Creo que lloverá bastante de aquí á ese día, porque me siento sin ninguna aptitud para la oratoria, y cuando me figuro que tengo que hablar y que me levanto y empiezo, me parece que el pavor me ha de suspender las ideas y paralizarme la lengua. El afán de Augusta porque yo hable es ya verdadera manía, y siempre que me coge á tiro, me vuelve loco. Anoche me dijo que si no me arranco pronto, hasta me negará el saludo, y que todos mis progresos en el arte de la cortesanía no valen nada, si no suelto el último pelo de lugareño lanzándome á usar de la palabra en público. Y puesto que entre tú y yo no ha de haber nunca misterios, según lo convenido, te diré sin rodeos que mi prima me gusta cada día más, y que siento hacia ella una inclinación que me ha ocasionado no pocas horas de tristeza. No había querido contártelo, esperando que pasase esto, que me parecía una fugaz indisposición del alma, semejante á los resfriados en el orden físico.
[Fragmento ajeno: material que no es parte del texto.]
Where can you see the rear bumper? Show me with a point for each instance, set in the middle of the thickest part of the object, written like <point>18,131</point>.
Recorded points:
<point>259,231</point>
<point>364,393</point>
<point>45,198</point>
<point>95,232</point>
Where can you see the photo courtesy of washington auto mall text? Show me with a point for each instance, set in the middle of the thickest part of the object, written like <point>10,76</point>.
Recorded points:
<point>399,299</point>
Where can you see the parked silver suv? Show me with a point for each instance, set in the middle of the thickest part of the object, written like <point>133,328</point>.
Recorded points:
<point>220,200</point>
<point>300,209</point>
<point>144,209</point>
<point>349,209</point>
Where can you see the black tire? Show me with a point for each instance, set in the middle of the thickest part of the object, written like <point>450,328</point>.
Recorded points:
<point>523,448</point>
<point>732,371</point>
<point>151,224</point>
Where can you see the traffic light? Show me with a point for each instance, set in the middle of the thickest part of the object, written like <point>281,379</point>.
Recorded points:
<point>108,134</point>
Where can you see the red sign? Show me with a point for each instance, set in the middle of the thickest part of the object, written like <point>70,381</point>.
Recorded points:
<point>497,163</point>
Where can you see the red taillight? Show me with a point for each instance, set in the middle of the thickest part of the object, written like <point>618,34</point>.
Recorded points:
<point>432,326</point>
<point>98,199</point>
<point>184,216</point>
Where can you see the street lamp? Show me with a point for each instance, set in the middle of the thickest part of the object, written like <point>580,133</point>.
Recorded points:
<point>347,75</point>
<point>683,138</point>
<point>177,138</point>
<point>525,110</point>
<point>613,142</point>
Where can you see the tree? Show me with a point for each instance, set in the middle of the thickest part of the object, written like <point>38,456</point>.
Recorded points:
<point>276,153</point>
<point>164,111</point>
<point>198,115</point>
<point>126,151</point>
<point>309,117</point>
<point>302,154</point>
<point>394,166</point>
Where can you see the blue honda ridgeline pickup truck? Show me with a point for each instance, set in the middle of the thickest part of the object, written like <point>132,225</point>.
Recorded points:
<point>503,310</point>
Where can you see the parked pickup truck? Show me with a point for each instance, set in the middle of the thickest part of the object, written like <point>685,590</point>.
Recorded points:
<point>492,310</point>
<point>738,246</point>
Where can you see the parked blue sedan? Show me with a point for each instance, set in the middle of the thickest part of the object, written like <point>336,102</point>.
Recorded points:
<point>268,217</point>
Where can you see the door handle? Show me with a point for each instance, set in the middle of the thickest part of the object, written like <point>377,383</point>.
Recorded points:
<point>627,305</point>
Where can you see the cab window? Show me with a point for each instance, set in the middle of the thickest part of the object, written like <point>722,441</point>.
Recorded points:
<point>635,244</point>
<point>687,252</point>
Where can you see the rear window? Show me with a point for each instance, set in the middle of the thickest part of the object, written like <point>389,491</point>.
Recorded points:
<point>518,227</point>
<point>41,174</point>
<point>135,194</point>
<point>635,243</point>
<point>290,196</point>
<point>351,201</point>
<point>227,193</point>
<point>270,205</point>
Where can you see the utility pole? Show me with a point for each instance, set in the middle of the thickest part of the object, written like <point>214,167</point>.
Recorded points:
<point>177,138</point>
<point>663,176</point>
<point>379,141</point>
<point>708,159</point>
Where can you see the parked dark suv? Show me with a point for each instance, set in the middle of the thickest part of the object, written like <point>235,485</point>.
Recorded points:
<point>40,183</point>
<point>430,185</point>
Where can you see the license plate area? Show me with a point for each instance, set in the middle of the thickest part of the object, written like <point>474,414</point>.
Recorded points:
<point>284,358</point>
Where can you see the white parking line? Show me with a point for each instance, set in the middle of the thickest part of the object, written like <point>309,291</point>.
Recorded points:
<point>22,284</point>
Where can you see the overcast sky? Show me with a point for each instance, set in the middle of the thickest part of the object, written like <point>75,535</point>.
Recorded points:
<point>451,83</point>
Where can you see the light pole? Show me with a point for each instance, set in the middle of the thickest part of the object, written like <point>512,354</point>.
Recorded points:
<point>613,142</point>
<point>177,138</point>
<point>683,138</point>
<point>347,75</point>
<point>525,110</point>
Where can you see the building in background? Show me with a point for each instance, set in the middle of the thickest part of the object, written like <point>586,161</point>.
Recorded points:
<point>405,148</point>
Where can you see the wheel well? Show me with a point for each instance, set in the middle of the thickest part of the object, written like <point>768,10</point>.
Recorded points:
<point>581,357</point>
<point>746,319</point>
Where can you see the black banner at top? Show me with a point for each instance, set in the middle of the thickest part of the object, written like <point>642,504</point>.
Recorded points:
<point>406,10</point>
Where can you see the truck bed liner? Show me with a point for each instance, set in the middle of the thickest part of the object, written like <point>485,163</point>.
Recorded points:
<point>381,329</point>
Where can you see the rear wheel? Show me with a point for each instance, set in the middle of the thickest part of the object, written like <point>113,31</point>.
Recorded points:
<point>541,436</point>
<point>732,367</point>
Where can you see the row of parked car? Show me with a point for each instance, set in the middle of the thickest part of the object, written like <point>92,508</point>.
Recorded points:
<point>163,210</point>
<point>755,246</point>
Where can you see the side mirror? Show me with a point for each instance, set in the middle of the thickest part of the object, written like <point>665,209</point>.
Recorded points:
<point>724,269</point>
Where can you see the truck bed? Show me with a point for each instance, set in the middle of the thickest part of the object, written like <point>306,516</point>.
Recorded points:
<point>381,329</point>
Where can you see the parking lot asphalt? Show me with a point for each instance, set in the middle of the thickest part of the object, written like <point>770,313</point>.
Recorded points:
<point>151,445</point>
Pero hace días que me encuentro sorprendido con invencible tendencia á pensar en ella, á figurármela delante de mí, á recordar sus gestos y palabras, y á suponer y anticiparme las que me ha de decir la primera vez que nos veamos. Al propio tiempo, nace en mi espíritu una admiración irreflexiva hacia ella, y me sorprendo á mí mismo en la tarea ideal de adornarla con las más excelentes cualidades que jamás embellecieron á criatura alguna. De aquí nace mi mayor pena, pues precisamente las cualidades que le atribuyo ponen una barrera moral entre ella y yo. Para imaginar que esta aspiración mía, incierta y tímida, pueda satisfacerse alguna vez, tengo que destruir mi propia obra, y exonerar á la señora de mis pensamientos, quitándole aquellas mismas perfecciones que le supuse. Aquí tienes la brega que traigo en mi mente estos días, y que viene á ser como una enfermedad que me ha cogido de súbito.

Apuesto á que te reirás de mí al leerme, pues no caen bien, en hombres de nuestra edad descreída, el misticismo amoroso de un Petrarca, ni la fiebre de un Werther. No: todavía disto mucho de llegar á tales extremos. Lo que te cuento no tiene valor más que como presagio. También te diré que se me ha ocurrido visitarla lo menos posible, huir de su trato, apartar de mis ojos su hermosura y gracia incomparables, su donaire y suprema elegancia... Sí, no te rías. Te veo haciendo garatusas y dudando de estas honradas disposiciones mías. Pues sí, querido Equis: la delicadeza me inspira el propósito de evitar su compañía, y te aseguro que he podido cumplirlo, dejando de ir repetidas noches á su palco y á su casa. Pero el demonio, que en todo se mete, ha hecho sin duda juramento de impedir los virtuosos planes de tu amigo; el demonio, ¡asómbrate! toma la figura de mi buen padrino para perseguirme y llevarse mi alma, pues Cisneros me obliga á almorzar con él casi todos los días, y su hija ha dado en la flor de ir también, y allí me vuelve loco con su cháchara, sus monerías, su amabilidad y demás seducciones. De modo que el terreno que gano de noche alejándome de la montaña, lo pierdo por el día viendo venir la montaña hacia mí; y no me vale huir del abismo, porque se me pone delante cuando menos lo pienso. De todo lo cual deduzco que... Vete al diablo, que no tengo ganas de hacer deducciones ni de continuar esta deslavazada epístola. Estoy fatigado y de malísimo humor. ¿Te sabe á poco ésta? ¿Te deja á media miel? Pues fastídiate, y aguántate, y revienta.